As the National Congress in Brazil discusses the Amendment to the Constitution, called PEC n. 171/1993, which lowers the age of criminal responsibility from 18 to 16 years of age, UNESCO, by means of its Representation in Brazil, recalls that the country has signed the Convention on the Rights of the Child. This Convention was ratified by Brazil as a member-state in 1990, and it establishes the definition of a child as “every human being below the age of eighteen”.
“Lowering the age of criminal responsibility is not a solution to violence in societies. Depending on the circumstances, we believe that this may aggravate the situation”, states the Director of UNESCO in Brazil, Lucien Muñoz.
For UNESCO in Brazil, it is necessary to guarantee fundamental rights to all adolescents. Access to education, school attendance and learning should be at the top of the priority list to prevent violence from becoming the path chosen due to a lack of options for Brazilian young men and women.
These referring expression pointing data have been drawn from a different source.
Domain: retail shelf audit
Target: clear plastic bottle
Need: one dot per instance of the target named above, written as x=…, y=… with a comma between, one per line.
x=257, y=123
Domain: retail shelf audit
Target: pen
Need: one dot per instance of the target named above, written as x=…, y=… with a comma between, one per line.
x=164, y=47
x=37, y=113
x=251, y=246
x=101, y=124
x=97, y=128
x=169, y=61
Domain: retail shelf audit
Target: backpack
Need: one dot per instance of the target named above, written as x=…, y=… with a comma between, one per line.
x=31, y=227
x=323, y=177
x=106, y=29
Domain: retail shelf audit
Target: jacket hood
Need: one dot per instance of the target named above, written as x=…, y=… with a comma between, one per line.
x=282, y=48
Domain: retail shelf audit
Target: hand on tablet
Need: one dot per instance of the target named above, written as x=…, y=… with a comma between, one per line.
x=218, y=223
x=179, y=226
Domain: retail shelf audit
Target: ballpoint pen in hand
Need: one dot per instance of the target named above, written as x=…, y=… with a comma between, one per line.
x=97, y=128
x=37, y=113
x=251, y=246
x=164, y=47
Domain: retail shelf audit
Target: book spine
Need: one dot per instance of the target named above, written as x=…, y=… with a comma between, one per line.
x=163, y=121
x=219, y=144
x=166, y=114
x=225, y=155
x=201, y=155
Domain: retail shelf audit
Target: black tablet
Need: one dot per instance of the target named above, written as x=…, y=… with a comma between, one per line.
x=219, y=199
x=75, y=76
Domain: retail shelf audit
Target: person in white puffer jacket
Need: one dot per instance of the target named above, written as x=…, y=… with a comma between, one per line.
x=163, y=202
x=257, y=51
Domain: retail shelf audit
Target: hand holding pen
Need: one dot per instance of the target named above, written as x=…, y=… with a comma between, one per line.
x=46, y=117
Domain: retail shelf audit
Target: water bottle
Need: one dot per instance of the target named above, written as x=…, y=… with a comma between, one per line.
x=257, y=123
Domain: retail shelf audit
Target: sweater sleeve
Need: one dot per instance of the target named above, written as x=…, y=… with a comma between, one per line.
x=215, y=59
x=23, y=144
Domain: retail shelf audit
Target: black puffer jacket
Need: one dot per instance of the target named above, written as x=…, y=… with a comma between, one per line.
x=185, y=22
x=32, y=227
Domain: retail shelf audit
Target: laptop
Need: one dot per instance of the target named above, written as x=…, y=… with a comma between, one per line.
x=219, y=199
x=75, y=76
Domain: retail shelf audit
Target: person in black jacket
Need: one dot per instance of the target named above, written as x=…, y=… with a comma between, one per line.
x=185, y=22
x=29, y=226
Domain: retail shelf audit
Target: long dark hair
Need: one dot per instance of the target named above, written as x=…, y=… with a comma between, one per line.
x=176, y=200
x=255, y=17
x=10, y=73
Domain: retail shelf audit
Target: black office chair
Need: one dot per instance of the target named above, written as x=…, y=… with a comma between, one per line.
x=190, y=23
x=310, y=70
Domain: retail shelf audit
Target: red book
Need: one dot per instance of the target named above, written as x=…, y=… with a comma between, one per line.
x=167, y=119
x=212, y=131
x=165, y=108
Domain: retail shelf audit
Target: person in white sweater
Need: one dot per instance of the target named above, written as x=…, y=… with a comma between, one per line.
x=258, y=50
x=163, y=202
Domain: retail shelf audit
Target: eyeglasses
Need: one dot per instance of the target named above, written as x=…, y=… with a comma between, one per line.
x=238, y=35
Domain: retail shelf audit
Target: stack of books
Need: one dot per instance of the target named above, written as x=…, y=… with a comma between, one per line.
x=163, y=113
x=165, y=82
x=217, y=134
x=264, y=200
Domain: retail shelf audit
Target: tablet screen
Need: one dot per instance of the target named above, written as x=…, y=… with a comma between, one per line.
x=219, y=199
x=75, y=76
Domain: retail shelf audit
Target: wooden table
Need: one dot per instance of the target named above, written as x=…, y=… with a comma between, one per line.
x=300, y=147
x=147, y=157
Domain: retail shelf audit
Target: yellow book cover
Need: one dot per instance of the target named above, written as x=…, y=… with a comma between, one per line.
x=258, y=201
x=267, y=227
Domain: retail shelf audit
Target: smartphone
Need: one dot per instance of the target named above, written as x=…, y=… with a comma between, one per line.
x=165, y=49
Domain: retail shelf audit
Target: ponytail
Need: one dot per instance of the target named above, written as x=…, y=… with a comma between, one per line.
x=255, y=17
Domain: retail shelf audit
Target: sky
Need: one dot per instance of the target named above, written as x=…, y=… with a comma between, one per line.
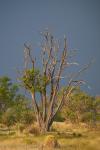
x=22, y=21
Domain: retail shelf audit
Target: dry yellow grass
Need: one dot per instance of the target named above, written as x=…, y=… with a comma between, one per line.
x=80, y=138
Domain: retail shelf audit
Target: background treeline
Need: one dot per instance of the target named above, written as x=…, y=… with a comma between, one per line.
x=16, y=108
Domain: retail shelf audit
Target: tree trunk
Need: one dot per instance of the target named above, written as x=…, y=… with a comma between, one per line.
x=44, y=126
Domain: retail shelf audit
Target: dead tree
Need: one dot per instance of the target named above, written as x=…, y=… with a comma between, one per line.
x=47, y=80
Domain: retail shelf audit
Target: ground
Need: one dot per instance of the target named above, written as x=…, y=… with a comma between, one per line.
x=69, y=136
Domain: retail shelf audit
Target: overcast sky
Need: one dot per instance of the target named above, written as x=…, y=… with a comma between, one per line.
x=79, y=20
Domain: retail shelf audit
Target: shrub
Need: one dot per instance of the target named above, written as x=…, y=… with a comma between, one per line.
x=51, y=142
x=32, y=130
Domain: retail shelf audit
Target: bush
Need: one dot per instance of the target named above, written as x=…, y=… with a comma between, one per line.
x=51, y=142
x=8, y=118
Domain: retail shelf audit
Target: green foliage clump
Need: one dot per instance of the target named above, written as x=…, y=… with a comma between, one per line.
x=51, y=142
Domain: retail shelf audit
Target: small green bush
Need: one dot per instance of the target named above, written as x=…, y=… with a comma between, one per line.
x=51, y=142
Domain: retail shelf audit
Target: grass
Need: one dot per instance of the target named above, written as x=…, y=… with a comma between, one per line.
x=69, y=137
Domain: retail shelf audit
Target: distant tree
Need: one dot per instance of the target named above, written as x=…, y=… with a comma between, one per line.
x=46, y=81
x=81, y=107
x=8, y=92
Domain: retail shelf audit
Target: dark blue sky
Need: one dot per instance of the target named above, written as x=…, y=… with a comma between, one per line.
x=79, y=20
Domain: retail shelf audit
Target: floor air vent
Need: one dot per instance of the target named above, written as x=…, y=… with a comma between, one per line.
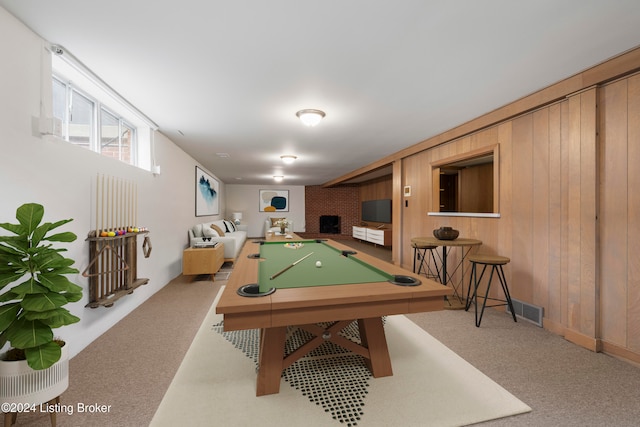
x=527, y=311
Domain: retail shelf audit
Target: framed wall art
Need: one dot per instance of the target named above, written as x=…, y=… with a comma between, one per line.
x=207, y=194
x=274, y=201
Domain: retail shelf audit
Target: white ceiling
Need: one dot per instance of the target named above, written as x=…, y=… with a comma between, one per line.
x=230, y=75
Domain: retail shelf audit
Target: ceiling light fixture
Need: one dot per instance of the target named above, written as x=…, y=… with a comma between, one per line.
x=310, y=117
x=288, y=158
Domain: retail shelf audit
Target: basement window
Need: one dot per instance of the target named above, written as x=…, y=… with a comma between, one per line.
x=87, y=113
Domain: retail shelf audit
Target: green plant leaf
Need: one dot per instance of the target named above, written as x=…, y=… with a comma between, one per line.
x=20, y=243
x=9, y=296
x=56, y=282
x=28, y=333
x=10, y=277
x=62, y=237
x=29, y=287
x=59, y=223
x=43, y=356
x=8, y=313
x=39, y=233
x=74, y=296
x=14, y=228
x=29, y=216
x=43, y=302
x=54, y=318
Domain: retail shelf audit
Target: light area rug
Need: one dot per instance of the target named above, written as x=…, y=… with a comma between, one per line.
x=431, y=386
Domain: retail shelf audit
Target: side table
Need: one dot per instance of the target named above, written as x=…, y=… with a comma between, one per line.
x=202, y=260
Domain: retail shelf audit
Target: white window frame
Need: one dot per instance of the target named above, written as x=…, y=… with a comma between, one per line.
x=76, y=77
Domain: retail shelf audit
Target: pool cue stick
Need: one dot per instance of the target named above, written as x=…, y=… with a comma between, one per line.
x=289, y=266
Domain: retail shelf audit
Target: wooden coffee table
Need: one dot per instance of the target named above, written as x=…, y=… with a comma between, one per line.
x=202, y=260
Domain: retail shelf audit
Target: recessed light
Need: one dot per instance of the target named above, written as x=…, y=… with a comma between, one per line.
x=310, y=117
x=288, y=158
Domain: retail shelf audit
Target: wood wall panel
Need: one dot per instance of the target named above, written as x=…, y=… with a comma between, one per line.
x=574, y=214
x=568, y=202
x=590, y=307
x=541, y=220
x=553, y=309
x=633, y=231
x=521, y=286
x=613, y=213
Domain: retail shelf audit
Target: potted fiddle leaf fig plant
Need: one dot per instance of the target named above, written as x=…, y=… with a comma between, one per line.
x=34, y=287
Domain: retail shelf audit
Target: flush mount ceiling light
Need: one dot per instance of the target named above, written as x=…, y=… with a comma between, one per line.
x=288, y=158
x=310, y=117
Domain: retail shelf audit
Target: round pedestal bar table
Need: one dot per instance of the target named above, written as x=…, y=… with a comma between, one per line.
x=447, y=277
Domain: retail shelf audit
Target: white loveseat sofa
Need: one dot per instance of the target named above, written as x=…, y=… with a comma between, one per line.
x=270, y=225
x=224, y=232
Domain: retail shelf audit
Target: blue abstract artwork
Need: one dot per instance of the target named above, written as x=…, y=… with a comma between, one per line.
x=207, y=188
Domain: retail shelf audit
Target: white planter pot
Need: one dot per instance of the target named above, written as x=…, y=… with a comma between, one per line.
x=21, y=384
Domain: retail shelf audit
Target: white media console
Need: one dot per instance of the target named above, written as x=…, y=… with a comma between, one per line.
x=373, y=235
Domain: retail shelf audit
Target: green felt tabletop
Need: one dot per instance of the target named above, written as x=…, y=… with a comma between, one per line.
x=336, y=269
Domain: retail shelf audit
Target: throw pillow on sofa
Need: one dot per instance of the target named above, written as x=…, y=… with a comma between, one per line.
x=217, y=230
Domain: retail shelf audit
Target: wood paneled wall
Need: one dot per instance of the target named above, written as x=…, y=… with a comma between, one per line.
x=619, y=217
x=569, y=218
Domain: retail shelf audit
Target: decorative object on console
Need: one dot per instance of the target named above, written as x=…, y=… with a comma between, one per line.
x=272, y=225
x=274, y=200
x=446, y=233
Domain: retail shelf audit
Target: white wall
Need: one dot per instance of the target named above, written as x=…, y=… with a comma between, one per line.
x=245, y=199
x=62, y=177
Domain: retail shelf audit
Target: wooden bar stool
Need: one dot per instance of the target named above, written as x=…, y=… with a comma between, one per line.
x=496, y=262
x=420, y=252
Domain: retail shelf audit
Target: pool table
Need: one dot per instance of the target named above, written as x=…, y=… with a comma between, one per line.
x=276, y=284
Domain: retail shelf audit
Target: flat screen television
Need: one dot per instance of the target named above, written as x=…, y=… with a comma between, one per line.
x=377, y=210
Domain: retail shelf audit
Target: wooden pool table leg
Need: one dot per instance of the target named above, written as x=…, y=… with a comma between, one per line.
x=372, y=337
x=270, y=360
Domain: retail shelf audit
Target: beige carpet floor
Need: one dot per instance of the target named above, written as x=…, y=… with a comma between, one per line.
x=431, y=386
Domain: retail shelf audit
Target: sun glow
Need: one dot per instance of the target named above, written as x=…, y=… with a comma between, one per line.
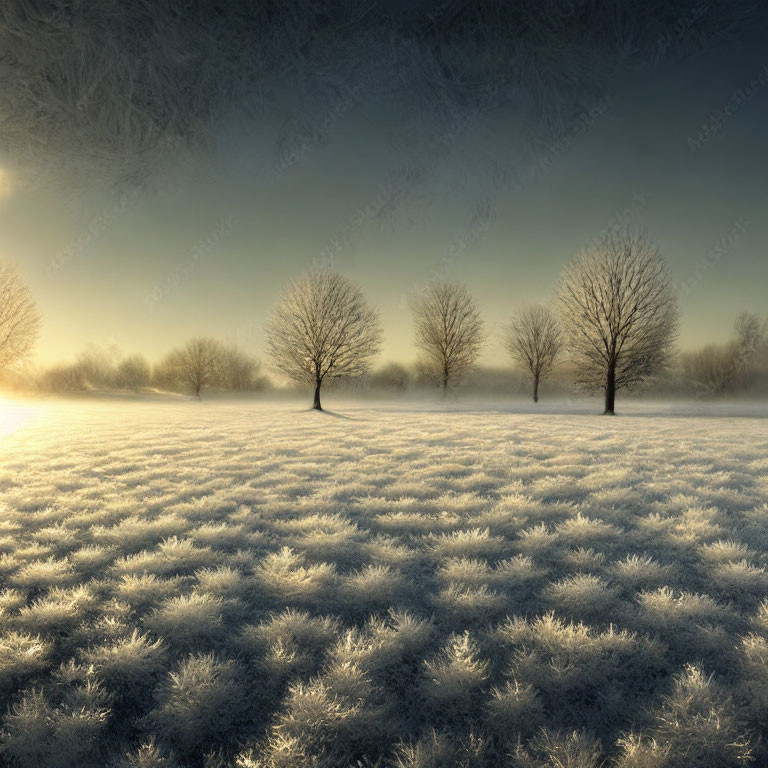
x=6, y=185
x=15, y=415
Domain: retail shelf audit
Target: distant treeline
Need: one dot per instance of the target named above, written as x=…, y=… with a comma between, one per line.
x=738, y=367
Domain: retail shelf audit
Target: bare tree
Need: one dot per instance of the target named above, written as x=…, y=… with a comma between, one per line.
x=534, y=340
x=619, y=313
x=322, y=328
x=19, y=318
x=449, y=330
x=195, y=365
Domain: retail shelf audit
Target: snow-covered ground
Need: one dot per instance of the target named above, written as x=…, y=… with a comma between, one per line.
x=244, y=584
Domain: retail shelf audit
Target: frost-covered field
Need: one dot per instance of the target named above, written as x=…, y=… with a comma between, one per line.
x=220, y=584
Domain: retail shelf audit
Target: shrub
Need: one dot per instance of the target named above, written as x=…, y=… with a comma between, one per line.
x=21, y=656
x=37, y=733
x=188, y=620
x=128, y=665
x=455, y=679
x=695, y=725
x=292, y=642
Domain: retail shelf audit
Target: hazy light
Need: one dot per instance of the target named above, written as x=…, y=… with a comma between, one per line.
x=5, y=184
x=15, y=415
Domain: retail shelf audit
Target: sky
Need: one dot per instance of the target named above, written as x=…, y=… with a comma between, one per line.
x=394, y=198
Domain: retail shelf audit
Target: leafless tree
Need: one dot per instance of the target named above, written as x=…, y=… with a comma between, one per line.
x=619, y=313
x=19, y=318
x=322, y=328
x=449, y=331
x=195, y=365
x=534, y=340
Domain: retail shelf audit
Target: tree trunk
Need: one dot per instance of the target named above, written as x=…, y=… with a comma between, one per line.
x=610, y=392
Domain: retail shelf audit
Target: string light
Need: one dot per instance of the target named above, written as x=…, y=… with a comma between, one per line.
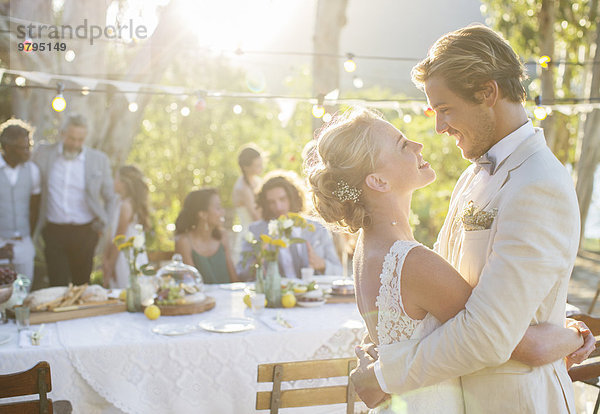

“There is a tragedy before the tragedy”, states the Lead Programme Coordinator of UNESCO in Brazil, Marlova Jovchelovitch Noleto, referring to the life conditions – especially to the lack of opportunities – of a significant portion of young men and women that commit a breach of law.
UNESCO in Brazil understands that the The Brazilian Child and Adolescent Rights Act (Estatuto da Criança e do Adolescente – ECA, Lei n. 8.069/1990) already provides resocialization mechanisms for underage legal offenders, although the enforcement of their principles needs to be improved. . “It is a myth to say that adolescents are not punished”, says Marlova Noleto.